While Medicare Part D offers substantial insurance coverage for prescription drugs, it does not offer complete coverage. Prior to 2010, a beneficiary was responsible for paying 100 percent of the prescription costs between the initial coverage limit and the out-of-pocket threshold (or catastrophic limit). Only once the beneficiary reached the catastrophic limit did Medicare coverage recommence. This is known as the coverage gap (or "donut hole"). For 2019, this gap in coverage is above $3,820 in total drug costs, and up until a beneficiary spends $5,100 out-of-pocket.

Public Law No. 115-123, also known as the Bipartisan Budget Act of 2018, enacted on February 9, 2018, increased the manufacturer discount for beneficiaries in the gap from 50 to 70 percent and reduced beneficiary cost sharing to 25 percent in 2019 for applicable drugs. The discount applies at the point of sale, and both the beneficiary cost sharing and the manufacturer discounts count toward the annual out-of-pocket threshold (known as True Out-of-Pocket Costs). This performance measure reflects CMS's effort to reduce the average out-of-pocket costs paid by non-Low Income Subsidy Medicare beneficiaries while in the coverage gap and to ensure closure of that the coverage gap is closed completely by 2020 as required by law. For 2020 and beyond, the beneficiary, on average, will only be responsible for 25 percent of the costs of both generic and brand name drugs while in the coverage gap, which makes this coverage equivalent to coverage prior to reaching the gap.

Increase the percentage of Medicare Fee-for-Service (FFS) Payments tied to Alternative Payment Models (Lead Agency - CMS; Measure ID - MCR30.1)

  CY 2014 CY 2015 CY 2016 CY 2017 CY 2018 CY 2019
Target Baseline 26% 30% 40% 50% Discontinued
Result 22% 26% 31% 38% 41% N/A
Status Actual Target Met Target Exceeded Target Not Met but Improved Target Not Met but Improved N/A

Increase the percentage of Medicare health care dollars tied to Alternate Payment Models incorporating downside risk (Lead Agency CMS; Measure ID - MCR36)

  FY 2014 FY 2015 FY 2016 FY 2017 FY 2018 FY 2019 FY 2020 FY 2021
Target N/A N/A N/A N/A N/A Baseline 30% 40%
Result N/A N/A N/A N/A N/A 12/15/20 12/15/21 12/15/22
Status N/A N/A N/A N/A N/A Pending Pending Pending

CMS identifies, tests, evaluates, and expands, as appropriate, innovative payment and service delivery models that can reduce Medicare, Medicaid, and the Children's Health Insurance Program expenditures and improve or preserve beneficiary health and quality of care.
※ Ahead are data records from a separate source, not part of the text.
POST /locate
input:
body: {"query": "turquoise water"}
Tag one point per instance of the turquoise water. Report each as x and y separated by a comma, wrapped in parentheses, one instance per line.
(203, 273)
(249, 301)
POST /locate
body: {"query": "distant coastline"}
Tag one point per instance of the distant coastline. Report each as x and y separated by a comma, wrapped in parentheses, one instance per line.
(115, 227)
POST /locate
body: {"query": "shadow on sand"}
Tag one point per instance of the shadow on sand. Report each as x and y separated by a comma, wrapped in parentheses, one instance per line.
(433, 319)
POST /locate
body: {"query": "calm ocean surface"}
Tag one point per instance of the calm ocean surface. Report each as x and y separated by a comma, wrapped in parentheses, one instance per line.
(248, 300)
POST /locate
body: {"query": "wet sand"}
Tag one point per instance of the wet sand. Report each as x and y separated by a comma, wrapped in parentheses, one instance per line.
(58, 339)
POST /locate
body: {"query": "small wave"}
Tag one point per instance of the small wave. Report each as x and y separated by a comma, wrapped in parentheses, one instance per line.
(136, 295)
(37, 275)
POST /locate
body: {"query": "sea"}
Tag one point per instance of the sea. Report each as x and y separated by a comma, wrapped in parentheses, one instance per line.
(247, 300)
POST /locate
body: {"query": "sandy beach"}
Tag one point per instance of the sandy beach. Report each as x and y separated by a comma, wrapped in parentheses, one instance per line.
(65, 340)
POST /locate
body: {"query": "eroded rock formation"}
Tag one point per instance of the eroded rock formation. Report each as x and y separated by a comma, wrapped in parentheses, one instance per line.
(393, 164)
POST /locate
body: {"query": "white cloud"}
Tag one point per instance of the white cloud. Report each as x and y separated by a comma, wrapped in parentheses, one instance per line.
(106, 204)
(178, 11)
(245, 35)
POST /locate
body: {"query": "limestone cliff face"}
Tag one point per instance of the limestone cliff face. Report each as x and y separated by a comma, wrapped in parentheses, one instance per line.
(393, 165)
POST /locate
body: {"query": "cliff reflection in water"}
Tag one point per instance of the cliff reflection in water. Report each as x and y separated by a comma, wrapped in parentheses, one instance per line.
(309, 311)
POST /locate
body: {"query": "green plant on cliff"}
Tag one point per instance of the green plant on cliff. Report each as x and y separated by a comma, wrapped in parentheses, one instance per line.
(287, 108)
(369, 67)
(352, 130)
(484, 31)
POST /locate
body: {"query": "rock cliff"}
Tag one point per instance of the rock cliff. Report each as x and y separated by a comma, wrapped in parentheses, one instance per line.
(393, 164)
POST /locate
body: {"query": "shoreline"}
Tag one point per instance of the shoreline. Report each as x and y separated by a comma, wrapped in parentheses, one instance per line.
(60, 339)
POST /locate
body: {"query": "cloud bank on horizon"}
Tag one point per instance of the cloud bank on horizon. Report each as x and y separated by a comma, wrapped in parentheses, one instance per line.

CMS is testing a variety of alternative payment models (APMs) that create new incentives for clinicians to deliver better care at a lower cost. In addition, CMS is implementing payment reforms that increasingly reward quality and efficiency of care.

To encourage alignment, Medicare is leading the way by publicly tracking and reporting payments tied to alternative payment models. Moving payments to more APMs in an aligned fashion and on an aligned timeframe increases the overall likelihood that new payment models will succeed. CMS uses a framework to describe and measure health care payments through the stages of transition from pure FFS to more advanced alternative payment models.

Despite falling short of its 2018 target, CMS continues to make good progress by increasing the percentage of FFS Medicare payments tied to APMs to 41 percent. CMS is discontinuing MCR30 for 2018 and is replacing it with MCR36, which ties FFS Medicare payments to the downside risk of APMs.